Court of Appeals of Ohio, Second District, Montgomery County
Apr 19, 2002
C.A. Case No. 18886. T.C. Case No. 01TRC02431 (Ohio Ct. App. Apr. 19, 2002)

Opinion

C.A. Case No. 18886. T.C. Case No. 01TRC02431.

Rendered April 19, 2002.

Mathias H. Heck, Jr., Pros. Attorney; Claudia J. Turrell, Asst. Pros. Attorney, 129 W. Main Street, New Lebanon, Ohio 45345, Atty. Reg. No. 0016482, Attorney for Plaintiff-Appellant.

Robert M. Hensley, 5542 Sulphur Springs, Brookville, Ohio 45309, Defendant-Appellee, pro se .


OPINION


This is an appeal by the State from a judgment entered by the Montgomery County Area One District Court, finding Defendant, Robert Hensley, not guilty of a charge of operating a motor vehicle while under the influence of alcohol.

On April 26, 2001, at 10:45 p.m., Sgt.

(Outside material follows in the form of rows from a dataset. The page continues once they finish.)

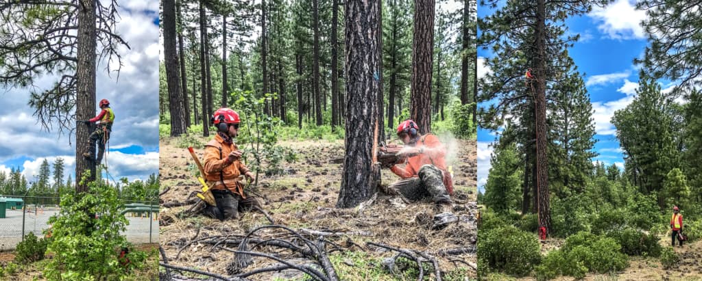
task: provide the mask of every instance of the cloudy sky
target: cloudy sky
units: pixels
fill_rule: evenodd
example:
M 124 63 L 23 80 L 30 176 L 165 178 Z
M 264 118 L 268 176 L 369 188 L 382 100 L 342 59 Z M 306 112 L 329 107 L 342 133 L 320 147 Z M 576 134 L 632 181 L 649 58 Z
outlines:
M 124 65 L 119 80 L 114 73 L 107 75 L 105 65 L 98 66 L 98 100 L 109 100 L 115 114 L 106 158 L 115 179 L 146 179 L 159 168 L 159 2 L 117 2 L 121 19 L 117 32 L 131 49 L 123 46 L 120 50 Z M 48 87 L 55 81 L 44 76 L 37 85 Z M 27 88 L 0 88 L 0 170 L 19 167 L 33 181 L 44 159 L 53 164 L 61 157 L 67 165 L 65 173 L 75 180 L 74 136 L 69 144 L 67 135 L 41 130 L 32 115 L 34 109 L 27 104 L 29 92 Z
M 566 24 L 571 33 L 581 34 L 581 41 L 569 50 L 590 94 L 595 113 L 597 142 L 595 151 L 600 155 L 593 159 L 607 165 L 623 167 L 623 158 L 614 126 L 609 122 L 614 111 L 633 100 L 638 88 L 638 70 L 633 60 L 642 57 L 647 41 L 640 22 L 646 18 L 643 11 L 635 8 L 635 1 L 616 0 L 610 5 L 595 8 L 588 15 L 569 19 Z M 492 12 L 485 7 L 478 8 L 484 17 Z M 490 57 L 489 50 L 478 50 L 479 57 Z M 490 71 L 479 59 L 478 75 Z M 672 90 L 668 81 L 661 81 L 663 91 Z M 485 130 L 478 130 L 478 186 L 487 181 L 490 169 L 489 144 L 495 135 Z

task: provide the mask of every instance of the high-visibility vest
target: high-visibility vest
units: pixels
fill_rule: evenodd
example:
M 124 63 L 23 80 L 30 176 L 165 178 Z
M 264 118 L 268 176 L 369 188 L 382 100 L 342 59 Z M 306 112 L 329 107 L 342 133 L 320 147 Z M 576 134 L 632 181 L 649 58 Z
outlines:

Wright of the Ohio Highway Patrol observed Defendant's vehicle traveling westbound on I-70 in a construction zone near S.R. 49. Defendant's vehicle was weaving badly within his lane of travel and it crossed over the marked line dividing the lanes of travel one time. Defendant's vehicle was also obstructing traffic due to its very slow speed, five to ten miles per hour. Sgt. Wright initiated a traffic stop, and approached Defendant's vehicle.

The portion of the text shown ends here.